We współpracy z inicjatywą Foodsharing Wrocław, nowa Jadłodzielnia powstała na frontowej ścianie budynku Urzędu przy ul. Hubskiej 8/16. Może być więc miejscem wymiany dla okolicznych mieszkańców z Hub, Tarnogaju czy Przedmieścia Oławskiego. Lodówkę sfinansował Foodsharing, a miasto – drewnianą obudowę. Miejsce będzie utrzymywane we współpracy.
– To kolejna inicjatywa, która wpisuje się w naszą kampanię “Wrocław nie marnuje”. Zachęcamy wrocławian do zmiany codziennych nawyków i wykorzystywania tego, co już mamy. W przypadku ubrań, książek czy starych zabawek można nadać im drugie życie, wymieniać się nimi. W przypadku jedzenia jest podobnie – podkreśla Katarzyna Szymczak-Pomianowska, dyrektor Departamentu Zrównoważonego Rozwoju. – W lodówce zostawimy swoją nadwyżkę, mogąc jednocześnie skorzystać z jedzenia, które za zbędne uznał ktoś inny.
Miasto zaczyna od siebie
W ramach kampanii “Wrocław nie marnuje” tylko w ostatnim roku miasto utworzyło w budynkach urzędu 8 giveboxów do wymiany książek czy płyt. W połowie 2020 roku w budynkach urzędu zamontowano 89 nowych, bezbutlowych dystrybutorów wody, które są podpięte bezpośrednio do sieci wodociągowej. To oszczędność rzędu ok. 190 tys. butelek plastikowych z wodą i 5 ton odpadów w skali roku. Dodatkowo, miasto udostępniło również dla mieszkańców ponad 1900 przydomowych kompostowników (wciąż można je otrzymywać w Wydziale Środowiska i Rolnictwa) oraz dofinansowało w ramach programu “Złap deszcz” 300 instalacji do przydomowego łapania i magazynowania deszczówki.
Dobre praktyki wprowadzają i pielęgnują również miejskie spółki (lub z miejskimi udziałami). Ponad połowa takich jednostek sortuje śmieci. Eliminowany jest również plastik, a część spółek finansuje pracownikom bidony wielorazowe na wrocławską kranówkę.
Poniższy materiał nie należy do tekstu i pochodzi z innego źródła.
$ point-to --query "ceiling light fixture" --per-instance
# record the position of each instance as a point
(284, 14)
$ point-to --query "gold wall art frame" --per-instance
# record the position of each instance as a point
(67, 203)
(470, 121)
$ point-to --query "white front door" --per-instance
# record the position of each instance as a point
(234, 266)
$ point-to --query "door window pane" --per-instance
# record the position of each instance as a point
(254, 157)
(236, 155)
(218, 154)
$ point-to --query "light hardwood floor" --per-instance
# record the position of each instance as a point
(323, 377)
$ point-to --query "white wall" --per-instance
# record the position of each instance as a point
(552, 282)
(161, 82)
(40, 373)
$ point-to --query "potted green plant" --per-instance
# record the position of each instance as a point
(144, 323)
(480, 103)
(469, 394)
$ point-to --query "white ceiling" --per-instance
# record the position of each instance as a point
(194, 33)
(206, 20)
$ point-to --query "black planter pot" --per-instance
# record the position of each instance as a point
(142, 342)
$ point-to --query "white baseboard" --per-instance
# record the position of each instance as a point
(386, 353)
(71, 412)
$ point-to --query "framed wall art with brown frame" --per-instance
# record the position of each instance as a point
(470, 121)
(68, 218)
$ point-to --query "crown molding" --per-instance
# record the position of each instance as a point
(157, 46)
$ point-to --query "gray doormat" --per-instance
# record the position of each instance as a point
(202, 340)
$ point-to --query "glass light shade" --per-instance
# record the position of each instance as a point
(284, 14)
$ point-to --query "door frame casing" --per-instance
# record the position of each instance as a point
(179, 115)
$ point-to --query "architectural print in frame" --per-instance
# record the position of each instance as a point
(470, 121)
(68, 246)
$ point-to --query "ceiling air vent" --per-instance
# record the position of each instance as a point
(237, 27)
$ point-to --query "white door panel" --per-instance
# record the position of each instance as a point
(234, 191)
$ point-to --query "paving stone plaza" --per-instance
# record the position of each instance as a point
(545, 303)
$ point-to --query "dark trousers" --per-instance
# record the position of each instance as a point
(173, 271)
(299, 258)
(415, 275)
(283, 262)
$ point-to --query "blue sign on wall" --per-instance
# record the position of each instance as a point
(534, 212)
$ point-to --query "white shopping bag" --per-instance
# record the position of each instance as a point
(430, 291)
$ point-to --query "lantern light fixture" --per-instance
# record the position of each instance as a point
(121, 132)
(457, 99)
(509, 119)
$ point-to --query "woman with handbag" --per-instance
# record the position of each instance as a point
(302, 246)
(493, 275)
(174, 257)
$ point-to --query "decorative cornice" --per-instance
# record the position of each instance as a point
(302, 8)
Przykładowo, zakup naczyń wielorazowych dla pracowników ZOO to oszczędność rzędu 15 tys. butelek plastikowych rocznie. Statystyki z wrocławskich placówek edukacyjnych również cieszą oko – w niespełna 90% szkół i przedszkoli już zrezygnowano z naczyń plastikowych, zastępując je ekologicznymi. Kluczowa jest również edukacja najmłodszych. W ponad 90% szkół i przedszkoli przeprowadzono już lekcje i pogadanki na temat recyklingu. We wszystkich szkołach młodzi wrocławianie segregują również śmieci.
Jadłodzielnie w całym mieście
Foodsharing pojawił się w Polsce w 2016 roku na wzór niemieckich „fairteiler” – jako odpowiedź na rosnący problem marnowania żywności. W ramach ruchu społecznego wspólnie z partnerami tworzone są punkty do wymiany nadwyżek spożywczych nazywane Jadłodzielniami.
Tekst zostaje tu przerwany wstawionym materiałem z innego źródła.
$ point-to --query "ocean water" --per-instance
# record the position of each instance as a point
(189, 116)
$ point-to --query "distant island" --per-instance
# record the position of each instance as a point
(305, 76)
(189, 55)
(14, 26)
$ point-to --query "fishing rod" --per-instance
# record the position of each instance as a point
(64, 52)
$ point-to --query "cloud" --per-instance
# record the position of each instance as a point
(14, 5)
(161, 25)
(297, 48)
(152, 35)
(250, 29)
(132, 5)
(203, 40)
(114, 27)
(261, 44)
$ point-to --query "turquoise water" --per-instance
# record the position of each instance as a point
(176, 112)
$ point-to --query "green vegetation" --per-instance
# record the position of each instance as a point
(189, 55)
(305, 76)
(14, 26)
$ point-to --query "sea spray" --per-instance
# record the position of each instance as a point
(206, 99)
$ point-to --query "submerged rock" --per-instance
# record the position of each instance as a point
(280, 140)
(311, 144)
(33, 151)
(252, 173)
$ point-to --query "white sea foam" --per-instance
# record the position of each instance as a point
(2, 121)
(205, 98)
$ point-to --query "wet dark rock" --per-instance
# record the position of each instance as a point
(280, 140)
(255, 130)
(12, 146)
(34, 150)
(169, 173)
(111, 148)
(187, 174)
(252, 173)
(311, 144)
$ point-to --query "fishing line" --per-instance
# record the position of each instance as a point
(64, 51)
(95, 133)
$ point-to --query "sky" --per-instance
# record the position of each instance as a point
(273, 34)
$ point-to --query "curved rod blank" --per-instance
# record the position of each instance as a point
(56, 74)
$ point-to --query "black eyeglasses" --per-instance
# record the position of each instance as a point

– Można tutaj przynosić dobre jedzenie, którego mamy w nadmiarze, a także częstować się tym, co pozostawili inni – mówi Agnieszka Maniewska z Foodsharing Wrocław. – Nie jest to kolejny punkt pomocowy, to miejsce budowania świadomości o tym, jak nie marnować jedzenia. Jadłodzielnia Hubska będzie już dziesiątą powstałą w ramach Foodsharingu, chociaż podobnych inicjatyw jest w mieście więcej.
Jadłodzielnie to przeważnie punkty indywidualnej wymiany lokalnej, ale nadwyżkowe produkty potrafią przyjechać tu z innych części miasta. Dzieje się to za sprawą Ratowników Żywności, wolontariuszy działających przy Foodsharing Wrocław. Odbierają oni niesprzedaną żywność z targowisk, piekarni, restauracji i cateringów, aby nie trafiła do kosza, i umieszczają ją w Jadłodzielniach. Kilkanaście osób w ciągu jednego tygodnia ratuje w sumie około pół tony żywności.